American Association for the Advancement of Science (AAAS)

Despite the importance of wood fibers to meet the growing demand for renewable tissue, paper, packaging, textile, and other fiber products, wood fiber production has been less efficient and productive than researchers have hoped. Now, CRISPR editing has enabled scientists to design wood in which lignin – which must be cleaved and dissolved so fiber production can take place – is more suitable for fiber production. "The edited wood alleviates a major fiber-production bottleneck … and could bring unprecedented operational efficiencies, bioeconomic opportunities, and environmental benefits," say the study's authors.
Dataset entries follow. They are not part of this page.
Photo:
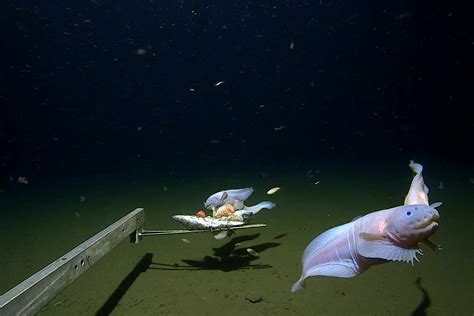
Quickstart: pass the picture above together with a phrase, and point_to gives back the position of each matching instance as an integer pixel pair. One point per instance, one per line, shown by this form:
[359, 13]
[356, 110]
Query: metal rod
[29, 296]
[147, 233]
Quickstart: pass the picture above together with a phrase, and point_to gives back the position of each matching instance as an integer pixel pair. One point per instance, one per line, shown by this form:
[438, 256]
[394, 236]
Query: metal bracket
[29, 296]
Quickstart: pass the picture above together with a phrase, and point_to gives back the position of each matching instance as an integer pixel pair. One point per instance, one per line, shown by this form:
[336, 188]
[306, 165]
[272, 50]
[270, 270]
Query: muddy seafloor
[164, 275]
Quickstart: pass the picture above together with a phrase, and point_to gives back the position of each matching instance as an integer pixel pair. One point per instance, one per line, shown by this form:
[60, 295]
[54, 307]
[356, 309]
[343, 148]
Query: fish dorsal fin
[220, 235]
[425, 188]
[379, 246]
[436, 204]
[415, 167]
[224, 196]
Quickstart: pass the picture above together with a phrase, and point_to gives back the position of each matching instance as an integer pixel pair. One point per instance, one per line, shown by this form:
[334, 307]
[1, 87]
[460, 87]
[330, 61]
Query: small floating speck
[23, 180]
[252, 252]
[279, 128]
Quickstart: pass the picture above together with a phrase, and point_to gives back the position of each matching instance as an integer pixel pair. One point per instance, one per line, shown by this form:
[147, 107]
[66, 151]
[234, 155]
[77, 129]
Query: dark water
[106, 106]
The ability to isolate fibers from wood is largely determined by the content and composition of lignin, a biopolymer recalcitrant to chemical and enzymatic degradation. More than five decades of research have extensively investigated the individual components of lignin biosynthesis. However, these efforts have predominantly focused on the modification of single genes or gene families. Here, Daniel Sulis and colleagues show that strategic multiplex CRISPR editing of monolignol biosynthesis genes improves wood properties beyond what can be achieved by editing single genes or gene families. The authors used their approach to generate modified wood composition in a species of poplar tree, where CRISPR editing increased the wood carbohydrate-to-lignin ratio up to 228% that of wild type, which sets the stage for more efficient fiber pulping. In a related Perspective, Vânia G. Zuin Zeidler discusses how trees engineered to have less lignin could make paper production less polluting.